Tong Lim avait sûrement pris ses précautions. Il savait qu’on le guettait et n’était pas homme à se laisser surprendre. Malko se creusait la cervelle pour essayer de deviner ce qui allait être tenté. Les glaces de la Mercedes étaient probablement blindées. Machinalement, il tourna la tête vers le canal et eut l’impression que tout son sang se retrouvait dans ses talons. Le tri-shaw où était installé Ah You avançait parallèlement au convoi funèbre, roulant sur le bas-côté. Sans aucun mal, étant donné la lenteur à laquelle se déplaçait le convoi.
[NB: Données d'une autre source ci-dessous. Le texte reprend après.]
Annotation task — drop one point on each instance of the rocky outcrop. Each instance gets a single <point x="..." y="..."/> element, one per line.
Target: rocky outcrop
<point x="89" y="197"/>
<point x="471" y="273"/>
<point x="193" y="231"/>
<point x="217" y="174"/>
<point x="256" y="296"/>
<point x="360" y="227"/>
L’énorme Chinois, la main droite collée contre sa bouche, observait le convoi.

— Linda ! Regardez, il a une radio, s’exclama Malko.

Instantanément, il fut certain qu’un drame était imminent. Pourtant, rien ne semblait menacer la Mercedes 600 de Lim. Le camion de tête était en train de franchir le croisement avec Stevens Road, passant devant l’hôtel Equatorial. Linda poussa soudain un cri, qui fit tourner la tête à Malko.

Un énorme camion rouge venait de surgir sur la gauche, dévalant Stevens Road, doublant une file de voitures arrêtées, se dirigeant droit sur le convoi funéraire. Comme dans un cauchemar, Malko vit la Mercedes s’engager dans l’intersection, et le capot du camion surgir. Il avait incurvé sa course et fonçait droit sur la grosse voiture noire !

Instinctivement, Malko écrasa le frein. Si vite que la voiture qui suivait le heurta. Il avait déjà sauté à terre quand le camion rouge heurta la Mercedes à la hauteur de la portière arrière, dans un hurlement de klaxons et un effroyable bruit de tôles écrasées. Le lourd pare-chocs du camion entra comme dans du beurre dans la Mercedes, arracha la portière et projeta la voiture dans le canal, à la façon d’un bulldozer. Entraîné par sa vitesse, le camion rouge ne put pas stopper, plongea à son tour, effectuant un tonneau complet et retomba sur le toit de la Mercedes. Il y eut un « plouf » sinistre, des flammes jaillirent, embrasant les deux véhicules enchevêtrés. Le temps que mit Malko pour parcourir les trente mètres fut suffisant pour que le brasier prenne avec de hautes flammes. Il aperçut le chauffeur du camion écrasé entre son volant et le toit du camion, et celui de la Mercedes qui rampait hors du véhicule, le visage en sang, suivi d’un des gardes de corps. Il distingua à l’arrière de la Mercedes une forme inerte, tassée sur un coin de la banquette. Tong Lim.